Le roman pseudo-clémentin


Les homélies - chapitre 13

III - Les homélies


Chapitre 13

Doctrine du baptême

ierre et ses disciples arrivent à Laodicée où ils rejoignent Nicète et Aquila. Après que Pierre a raconté comment Clément a retrouvé sa mère, à la suite d’incroyables aventures, les jumeaux se reconnaissent à leur tour comme Faustinus et Faustinianus, les frères de Clément. La merveilleuse nouvelle ne peut être rapportée immédiatement à Mattidie. Celle-ci doit être préparée aux retrouvailles qui ne seront complètes que si elle reçoit le baptême. Le récit romanesque introduit l’instruction de Pierre.
La difficulté survient avec les règles de la commensalité. Pierre prépare Mattidie. Il lui explique qu’elle ne doit pas se sentir outragée par un comportement qui répond à l’observance de la loi : « Nous ne profitons pas de la table des gentils, parce que nous ne pouvons même pas manger avec eux à cause de l’impureté de leur vie. Cependant, quand nous les avons persuadés de penser et d’agir selon la vérité, et que nous les avons baptisés avec une invocation trois fois bienheureuse, alors nous partageons le repas avec eux. Mais nous ne pouvons pas, s’agirait-il d’un père, d’une mère, d’une épouse, d’un enfant, d’un frère ou de toute autre personne nous montrant naturellement de la tendresse, oser manger avec eux. » (Ibid. 4, 4.)
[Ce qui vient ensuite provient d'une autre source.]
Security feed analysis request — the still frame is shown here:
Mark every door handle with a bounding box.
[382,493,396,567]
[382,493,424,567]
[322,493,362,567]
Faustinus et Faustinianus ne peuvent temporiser davantage. Ils se dévoilent à leur mère, qui manque de mourir d’émotion, et lui narrent les aventures qu’ils ont connues. Mattidie supplie Pierre de lui accorder le baptême pour que les retrouvailles puissent être fêtées comme il se doit. Pierre répond : « Mais il faut qu’elle jeûne, ne serait-ce qu’un seul jour, avant d’être baptisée, et cela parce qu’elle a simplement dit, en sa faveur, une seule parole, que j’ai jugée suffisante pour révéler sa foi – autrement il faudrait de nombreux jours pour qu’elle soit civilisée ! » (Ibid. 9, 3.) Nous avons vu que l’instruction est habituellement donnée pendant la période du jeûne réglementaire de trois jours, durant laquelle les catéchumènes reçoivent, quotidiennement, l’imposition des mains (Hom III, 73, 1). En outre, Mattidie doit choisir « d’aimer la loi qui est la nôtre » (Hom XIII, 10, 7) ; autrement dit, la conversion au judaïsme est un préalable au baptême. Pierre justifie que Mattidie n’ait qu’un seul jour de jeûne à observer par le sens du prosélytisme dont elle fait preuve : « C’est sa demande d’être baptisée avec son hôtesse et bienfaitrice. Elle n’aurait pas demandé qu’il soit donné à celle qu’elle aime si, auparavant, elle n’avait pas été disposée à considérer le baptême comme un grand don. » (Ibid. 10, 1-2.) Son acte est montré en exemple aux disciples incapables de faire des adeptes dans leurs propres familles. Les jumeaux tentent d’ajouter que Mattidie, déjà sous l’effet de l’émotion après avoir retrouvé Clément, n’a pris aucune nourriture depuis l’avant-veille et qu’elle pourrait être baptisée sur le champ. La femme de Pierre est appelée à en témoigner. Mais Pierre reste ferme sur le jeûne intentionnel d’une journée au minimum.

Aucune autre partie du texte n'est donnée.